Hyperthermia-induced protein corona improves the therapeutic effects of zinc ferrite spinel-graphene sheets against cancer

Superparamagnetic zinc ferrite spinel-graphene nanostructures were synthesized as potential therapeutic agents in the magnetic targeted photothermal therapy of cancer and/or drug delivery. The global temperature of the solution and the local temperature at the nanoparticle (NP) surface determine the protein corona composition/content, which in turn affects the biological effects of NPs and the corresponding physiological responses. Therefore, it is rational to hypothesize that spinel-graphene nanostructures may have distinct protein corona compositions and contents, and therapeutic and toxic effects under laser irradiation. To assess this hypothesis, the effects of laser irradiation on the competitive binding of proteins to the spinel-graphene surface and the corresponding therapeutic effects of corona-coated spinel-graphene nanomaterials against cancer were evaluated.

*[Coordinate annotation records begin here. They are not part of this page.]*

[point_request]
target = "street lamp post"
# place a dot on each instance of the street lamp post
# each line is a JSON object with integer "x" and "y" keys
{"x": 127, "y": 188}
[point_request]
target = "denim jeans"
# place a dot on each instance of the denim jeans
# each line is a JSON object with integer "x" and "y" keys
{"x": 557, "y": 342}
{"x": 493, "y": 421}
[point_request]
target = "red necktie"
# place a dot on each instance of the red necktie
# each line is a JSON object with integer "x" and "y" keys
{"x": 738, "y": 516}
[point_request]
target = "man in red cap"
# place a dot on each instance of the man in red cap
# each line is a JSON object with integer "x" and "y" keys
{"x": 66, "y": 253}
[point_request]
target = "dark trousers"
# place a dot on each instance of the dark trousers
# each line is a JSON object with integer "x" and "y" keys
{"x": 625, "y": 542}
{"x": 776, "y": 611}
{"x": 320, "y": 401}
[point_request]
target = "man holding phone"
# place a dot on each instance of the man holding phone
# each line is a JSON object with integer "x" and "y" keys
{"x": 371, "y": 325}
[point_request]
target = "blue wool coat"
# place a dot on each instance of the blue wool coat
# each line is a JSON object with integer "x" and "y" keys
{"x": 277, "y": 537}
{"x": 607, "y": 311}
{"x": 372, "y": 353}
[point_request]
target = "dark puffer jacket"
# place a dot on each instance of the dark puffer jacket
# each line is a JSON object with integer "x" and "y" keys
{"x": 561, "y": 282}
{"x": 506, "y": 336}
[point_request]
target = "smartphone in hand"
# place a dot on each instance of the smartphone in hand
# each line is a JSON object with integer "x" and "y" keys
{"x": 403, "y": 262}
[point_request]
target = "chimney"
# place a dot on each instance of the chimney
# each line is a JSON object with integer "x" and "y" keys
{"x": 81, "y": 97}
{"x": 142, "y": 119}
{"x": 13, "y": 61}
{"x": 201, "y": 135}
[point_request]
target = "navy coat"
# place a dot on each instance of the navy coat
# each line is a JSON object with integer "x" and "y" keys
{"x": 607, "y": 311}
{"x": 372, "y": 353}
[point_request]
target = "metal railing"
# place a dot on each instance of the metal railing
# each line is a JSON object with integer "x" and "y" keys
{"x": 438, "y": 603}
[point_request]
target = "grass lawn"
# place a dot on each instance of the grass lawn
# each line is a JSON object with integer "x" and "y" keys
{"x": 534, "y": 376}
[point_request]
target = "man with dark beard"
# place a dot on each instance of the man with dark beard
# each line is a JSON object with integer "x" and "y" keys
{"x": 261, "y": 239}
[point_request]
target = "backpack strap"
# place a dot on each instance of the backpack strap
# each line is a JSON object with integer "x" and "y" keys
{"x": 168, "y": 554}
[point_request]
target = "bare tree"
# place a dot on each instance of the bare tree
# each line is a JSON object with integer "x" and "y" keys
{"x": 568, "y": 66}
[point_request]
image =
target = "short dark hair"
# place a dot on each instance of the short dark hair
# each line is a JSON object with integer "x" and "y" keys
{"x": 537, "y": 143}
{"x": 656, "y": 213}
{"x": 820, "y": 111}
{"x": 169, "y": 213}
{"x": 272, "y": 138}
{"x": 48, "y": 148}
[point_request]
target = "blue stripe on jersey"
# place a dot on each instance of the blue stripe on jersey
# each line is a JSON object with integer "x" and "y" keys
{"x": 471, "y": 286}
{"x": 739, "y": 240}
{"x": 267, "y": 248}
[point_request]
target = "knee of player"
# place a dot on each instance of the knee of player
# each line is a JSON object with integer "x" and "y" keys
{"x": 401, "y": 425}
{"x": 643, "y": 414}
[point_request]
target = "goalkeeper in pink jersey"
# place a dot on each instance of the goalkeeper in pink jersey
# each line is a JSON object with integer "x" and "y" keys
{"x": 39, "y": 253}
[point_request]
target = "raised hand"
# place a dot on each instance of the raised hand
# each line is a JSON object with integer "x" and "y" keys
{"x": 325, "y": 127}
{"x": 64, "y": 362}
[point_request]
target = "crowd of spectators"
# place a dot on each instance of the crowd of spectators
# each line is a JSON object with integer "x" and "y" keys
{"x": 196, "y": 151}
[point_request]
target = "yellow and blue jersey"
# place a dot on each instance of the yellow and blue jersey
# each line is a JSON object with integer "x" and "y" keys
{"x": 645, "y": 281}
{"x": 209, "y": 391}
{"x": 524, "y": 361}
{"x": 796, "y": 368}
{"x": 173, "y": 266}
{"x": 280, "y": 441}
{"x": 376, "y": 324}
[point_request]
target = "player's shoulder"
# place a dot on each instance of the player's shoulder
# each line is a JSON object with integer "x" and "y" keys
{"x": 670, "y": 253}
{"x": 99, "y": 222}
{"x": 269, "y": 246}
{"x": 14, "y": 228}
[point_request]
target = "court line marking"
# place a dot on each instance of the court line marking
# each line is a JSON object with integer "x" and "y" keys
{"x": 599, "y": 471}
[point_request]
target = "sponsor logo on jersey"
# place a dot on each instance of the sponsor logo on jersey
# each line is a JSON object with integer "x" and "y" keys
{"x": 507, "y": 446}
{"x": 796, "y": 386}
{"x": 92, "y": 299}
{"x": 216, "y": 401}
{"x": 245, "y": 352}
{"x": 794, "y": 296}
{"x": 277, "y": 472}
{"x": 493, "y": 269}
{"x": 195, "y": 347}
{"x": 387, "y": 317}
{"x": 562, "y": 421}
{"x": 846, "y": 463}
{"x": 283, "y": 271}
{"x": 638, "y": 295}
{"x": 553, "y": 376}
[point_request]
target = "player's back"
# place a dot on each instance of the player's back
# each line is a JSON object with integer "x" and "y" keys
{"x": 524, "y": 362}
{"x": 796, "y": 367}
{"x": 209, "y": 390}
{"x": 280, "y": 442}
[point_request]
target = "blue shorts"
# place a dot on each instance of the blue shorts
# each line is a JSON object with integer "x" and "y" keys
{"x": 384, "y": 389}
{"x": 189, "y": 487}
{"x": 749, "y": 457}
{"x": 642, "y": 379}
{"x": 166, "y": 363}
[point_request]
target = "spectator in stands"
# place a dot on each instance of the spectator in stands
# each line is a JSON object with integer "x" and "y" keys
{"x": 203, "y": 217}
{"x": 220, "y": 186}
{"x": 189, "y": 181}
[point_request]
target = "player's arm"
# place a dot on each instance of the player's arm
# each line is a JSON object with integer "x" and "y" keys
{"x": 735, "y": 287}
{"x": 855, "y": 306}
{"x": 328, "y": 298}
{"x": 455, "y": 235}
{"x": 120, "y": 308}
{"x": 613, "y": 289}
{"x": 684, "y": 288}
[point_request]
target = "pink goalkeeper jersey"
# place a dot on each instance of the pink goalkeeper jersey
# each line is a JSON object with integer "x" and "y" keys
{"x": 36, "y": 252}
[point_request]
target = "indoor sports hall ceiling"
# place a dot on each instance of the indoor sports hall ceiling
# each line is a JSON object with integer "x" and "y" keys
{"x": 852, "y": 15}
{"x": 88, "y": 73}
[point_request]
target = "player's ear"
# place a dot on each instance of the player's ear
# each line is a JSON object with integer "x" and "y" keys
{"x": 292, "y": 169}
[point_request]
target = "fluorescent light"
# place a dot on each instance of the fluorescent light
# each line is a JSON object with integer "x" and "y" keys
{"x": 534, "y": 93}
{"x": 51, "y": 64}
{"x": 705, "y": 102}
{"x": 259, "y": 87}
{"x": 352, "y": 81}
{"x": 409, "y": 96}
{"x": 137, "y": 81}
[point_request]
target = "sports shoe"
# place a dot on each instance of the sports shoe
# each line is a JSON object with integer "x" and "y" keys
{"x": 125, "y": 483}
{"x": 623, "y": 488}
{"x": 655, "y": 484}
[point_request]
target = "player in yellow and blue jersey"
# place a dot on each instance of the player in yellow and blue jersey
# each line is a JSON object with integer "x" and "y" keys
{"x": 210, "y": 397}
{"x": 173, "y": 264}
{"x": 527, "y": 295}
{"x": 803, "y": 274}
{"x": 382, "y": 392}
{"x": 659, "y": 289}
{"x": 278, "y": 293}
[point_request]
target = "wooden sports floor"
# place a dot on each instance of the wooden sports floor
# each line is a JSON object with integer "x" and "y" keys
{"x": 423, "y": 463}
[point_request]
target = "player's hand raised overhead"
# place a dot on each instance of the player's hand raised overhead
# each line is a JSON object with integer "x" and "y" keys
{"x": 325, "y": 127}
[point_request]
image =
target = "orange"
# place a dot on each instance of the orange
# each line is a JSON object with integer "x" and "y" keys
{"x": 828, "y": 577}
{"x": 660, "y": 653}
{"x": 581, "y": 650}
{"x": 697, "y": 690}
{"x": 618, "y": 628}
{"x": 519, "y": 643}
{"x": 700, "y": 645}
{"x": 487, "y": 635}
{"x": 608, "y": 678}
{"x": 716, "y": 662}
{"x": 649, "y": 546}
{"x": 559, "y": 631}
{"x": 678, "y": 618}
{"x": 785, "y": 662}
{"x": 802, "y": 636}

The results showed that the composition and content of the protein corona adsorbed onto the spinel-graphene nanomaterials was correlated with the local and global heating caused by laser irradiation. Moreover, the corona-coated spinel-graphene nanomaterials obtained following laser irradiation induced a higher intracellular concentration of reactive oxygen species (ROS) and exhibited a significantly higher cellular uptake efficacy compared to that achieved in the absence of laser irradiation (37 degrees C). This finding indicates that the therapeutic effects of graphene-based photothermal therapy against cancer are, in part, related to the composition and content of the protein corona formed under laser irradiation. The results of this study reveal that changes in the composition and content of the protein corona that occur during laser irradiation affect the therapeutic and toxic effects of NPs.